That night in our tent, I asked Rockstar where he got the pockmarks from.
“Me mom,” he said. “She used to use me for an ashtray sometimes.”
“Oh,” I said. “Real glad I asked.”
“Any time, Muck-hole,” he said. That’s the way he pronounced my name. Maybe it was just his Aussie accent. Maybe it was because I was the guy who first started
calling him Rockstar.
Little while later his Li-lo started squeaking. Your basic unmistakable squeak. I was between Rockstar and Jenkins. On the other side of me, Jenkins let out a long sigh.
“So who’d you get mail from, Jenkins?” I said, just to cover up that noise, maybe stop it.
It stopped.
“My brother,” said Jenkins.
“Yeah?” I said. “How’s he doin’?”
“Not too good,” he said, in too loud a voice.
“Why’s that?”
“He’s got a lousy job.”
“What job’s that?”
“He’s one of the cowboys that has his thumb close to the red button in the missile silo near Great Falls.”
“Well, that should be an okay job.”
“It’s kind of boring. All those cowboys do is get stoned and play poker all day. It can get to you. So he says. Waiting for that phone call.”
I thought about that while I listened to Rockstar’s Li-lo start to squeak again, but slower.

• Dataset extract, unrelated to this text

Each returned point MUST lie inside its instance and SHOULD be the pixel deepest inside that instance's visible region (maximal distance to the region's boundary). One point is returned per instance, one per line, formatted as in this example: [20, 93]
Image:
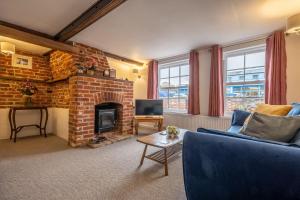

“I suppose it would,” I said, finally.
Jenkins didn’t say anything back, and Rockstar’s Li-lo stopped squeaking. I said to myself, you know, you could be back in Kits right now, watching the first or second game of the World Series. I was thinking the Red Sox were probably in it. My old man was a big Red Sox fan. He was born in Boston. But I wasn’t back in Kits. Instead I was in Heidelberg, lying next to some guy with a mess on his stomach that he was probably scrubbing up with his sleeping bag. It made me feel real homesick.
Saturday, October 14
A, B, C . . . Yes. Susan’s right. It is my turn. But it’s tough being second because you don’t know if the person who led the way knew where he/she was going. So I’m going to take a chance and not spread malicious gossip and innuendo, and say, simply, that we’re in Munich, the cleanest city I’ve ever seen. You could eat Wiener schnitzel off the Marienplatz concrete. Guck! Da oben fliegt ein Vogel.8 Oh, tasty. And there’s music everywhere, buskers of all nationalities singing songs with their guitar cases open beside them, while fresh-faced blondes bounce past in their chiffon blouses and frilly skirts and tight, tight culottes. The guys love this city I’m sure. Patrick definitely does, by the looks of it. Two cases of German wine? Too bad we don’t have a fridge on board. Pete’s going to have to talk to the people at Taurus Tours about that.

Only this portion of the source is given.